Checkpoint – a snapshot taken automatically by Flink for the purpose of being able to recover from faults. Checkpoints can be incremental, and are optimized for being restored quickly.
Externalized Checkpoint – normally checkpoints are not intended to be manipulated by users. Flink retains only the n-most-recent checkpoints (n being configurable) while a job is running, and deletes them when a job is cancelled. But you can configure them to be retained instead, in which case you can manually resume from them.
Savepoint – a snapshot triggered manually by a user (or an API call) for some operational purpose, such as a stateful redeploy/upgrade/rescaling operation. Savepoints are always complete, and are optimized for operational flexibility.

How does State Snapshotting Work? #

Flink uses a variant of the Chandy-Lamport algorithm known as asynchronous barrier snapshotting.

When a task manager is instructed by the checkpoint coordinator (part of the job manager) to begin a checkpoint, it has all of the sources record their offsets and insert numbered checkpoint barriers into their streams. These barriers flow through the job graph, indicating the part of the stream before and after each checkpoint.

Checkpoint barriers are inserted into the streams

Checkpoint n will contain the state of each operator that resulted from having consumed every event before checkpoint barrier n, and none of the events after it.

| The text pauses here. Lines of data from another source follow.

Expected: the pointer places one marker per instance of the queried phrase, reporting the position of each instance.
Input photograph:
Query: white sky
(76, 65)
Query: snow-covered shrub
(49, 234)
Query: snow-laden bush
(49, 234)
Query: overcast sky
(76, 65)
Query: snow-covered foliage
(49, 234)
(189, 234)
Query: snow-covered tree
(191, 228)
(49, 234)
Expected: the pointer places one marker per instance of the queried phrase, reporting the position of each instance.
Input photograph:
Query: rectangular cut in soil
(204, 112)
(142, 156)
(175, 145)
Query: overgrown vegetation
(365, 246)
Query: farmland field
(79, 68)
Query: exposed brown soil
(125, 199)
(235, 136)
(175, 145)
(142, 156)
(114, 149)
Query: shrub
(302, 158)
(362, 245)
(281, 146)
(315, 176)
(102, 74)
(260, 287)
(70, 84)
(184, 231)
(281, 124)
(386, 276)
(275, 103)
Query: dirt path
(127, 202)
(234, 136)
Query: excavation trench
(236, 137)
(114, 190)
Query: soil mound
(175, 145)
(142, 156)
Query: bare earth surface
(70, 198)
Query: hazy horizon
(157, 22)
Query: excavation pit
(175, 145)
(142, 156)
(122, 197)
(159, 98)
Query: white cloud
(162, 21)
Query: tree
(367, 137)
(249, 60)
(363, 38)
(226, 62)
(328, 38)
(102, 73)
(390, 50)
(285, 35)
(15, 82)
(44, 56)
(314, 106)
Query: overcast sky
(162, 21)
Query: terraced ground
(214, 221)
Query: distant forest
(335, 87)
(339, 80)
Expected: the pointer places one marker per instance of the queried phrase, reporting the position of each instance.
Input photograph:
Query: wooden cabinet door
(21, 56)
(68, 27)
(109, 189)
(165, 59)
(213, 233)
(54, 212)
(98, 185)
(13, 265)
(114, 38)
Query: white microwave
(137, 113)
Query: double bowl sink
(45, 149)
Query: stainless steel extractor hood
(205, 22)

As each operator in the job graph receives one of these barriers, it records its state. Operators with two input streams (such as a CoProcessFunction) perform barrier alignment so that the snapshot will reflect the state resulting from consuming events from both input streams up to (but not past) both barriers.

Flink’s state backends use a copy-on-write mechanism to allow stream processing to continue unimpeded while older versions of the state are being asynchronously snapshotted. Only when the snapshots have been durably persisted will these older versions of the state be garbage collected.

Exactly Once Guarantees #

When things go wrong in a stream processing application, it is possible to have either lost, or duplicated results. With Flink, depending on the choices you make for your application and the cluster you run it on, any of these outcomes is possible:

Flink makes no effort to recover from failures (at most once)
Nothing is lost, but you may experience duplicated results (at least once)
Nothing is lost or duplicated (exactly once)

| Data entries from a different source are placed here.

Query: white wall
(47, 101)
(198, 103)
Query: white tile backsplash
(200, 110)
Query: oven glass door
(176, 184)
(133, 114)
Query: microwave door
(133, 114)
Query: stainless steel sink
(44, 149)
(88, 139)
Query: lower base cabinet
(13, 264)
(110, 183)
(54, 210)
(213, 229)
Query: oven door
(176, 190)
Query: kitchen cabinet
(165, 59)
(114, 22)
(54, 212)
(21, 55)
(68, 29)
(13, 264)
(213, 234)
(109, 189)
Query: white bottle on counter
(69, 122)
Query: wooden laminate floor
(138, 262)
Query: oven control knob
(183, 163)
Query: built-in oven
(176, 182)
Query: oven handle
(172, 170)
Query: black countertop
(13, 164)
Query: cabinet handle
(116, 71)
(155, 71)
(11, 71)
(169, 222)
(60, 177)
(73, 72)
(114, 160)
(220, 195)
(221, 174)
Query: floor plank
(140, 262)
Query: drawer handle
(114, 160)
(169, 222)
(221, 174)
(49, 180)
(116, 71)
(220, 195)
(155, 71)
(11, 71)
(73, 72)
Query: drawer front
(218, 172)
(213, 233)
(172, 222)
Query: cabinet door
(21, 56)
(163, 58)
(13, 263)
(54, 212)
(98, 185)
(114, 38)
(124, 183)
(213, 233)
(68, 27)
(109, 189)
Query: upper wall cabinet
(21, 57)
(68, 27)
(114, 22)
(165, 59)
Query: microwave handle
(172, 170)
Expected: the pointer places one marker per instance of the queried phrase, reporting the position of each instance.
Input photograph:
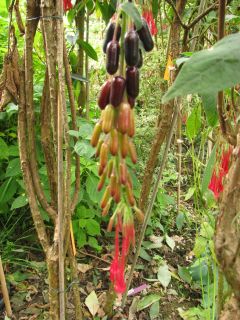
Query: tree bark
(227, 237)
(165, 116)
(80, 22)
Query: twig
(151, 203)
(177, 14)
(93, 256)
(74, 125)
(221, 29)
(179, 159)
(202, 15)
(5, 290)
(198, 18)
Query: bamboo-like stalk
(60, 166)
(5, 290)
(151, 203)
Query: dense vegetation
(187, 144)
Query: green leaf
(107, 10)
(88, 49)
(200, 246)
(94, 243)
(147, 301)
(86, 130)
(7, 190)
(164, 275)
(84, 149)
(82, 223)
(93, 227)
(209, 71)
(91, 183)
(4, 149)
(207, 230)
(131, 10)
(144, 255)
(85, 213)
(210, 108)
(13, 168)
(19, 202)
(180, 220)
(170, 242)
(81, 238)
(184, 274)
(193, 123)
(13, 150)
(154, 310)
(209, 170)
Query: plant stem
(60, 167)
(151, 203)
(5, 291)
(122, 56)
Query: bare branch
(202, 15)
(177, 13)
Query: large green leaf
(131, 10)
(209, 71)
(88, 49)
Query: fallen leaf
(83, 267)
(92, 303)
(164, 275)
(148, 301)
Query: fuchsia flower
(148, 16)
(128, 237)
(67, 5)
(216, 183)
(118, 264)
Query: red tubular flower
(148, 16)
(120, 284)
(216, 183)
(128, 234)
(67, 5)
(118, 264)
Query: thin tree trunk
(166, 114)
(80, 23)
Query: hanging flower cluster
(67, 5)
(216, 183)
(118, 264)
(113, 134)
(148, 15)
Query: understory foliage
(191, 73)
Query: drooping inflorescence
(113, 134)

Given that Flink recovers from faults by rewinding and replaying the source data streams, when the ideal situation is described as exactly once this does not mean that every event will be processed exactly once. Instead, it means that every event will affect the state being managed by Flink exactly once.

Barrier alignment is only needed for providing exactly once guarantees. If you don’t need this, you can gain some performance by configuring Flink to use CheckpointingMode.AT_LEAST_ONCE, which has the effect of disabling barrier alignment.

Exactly Once End-to-end #

To achieve exactly once end-to-end, so that every event from the sources affects the sinks exactly once, the following must be true:

your sources must be replayable, and
your sinks must be transactional (or idempotent)

Hands-on #

The Flink Operations Playground includes a section on Observing Failure & Recovery.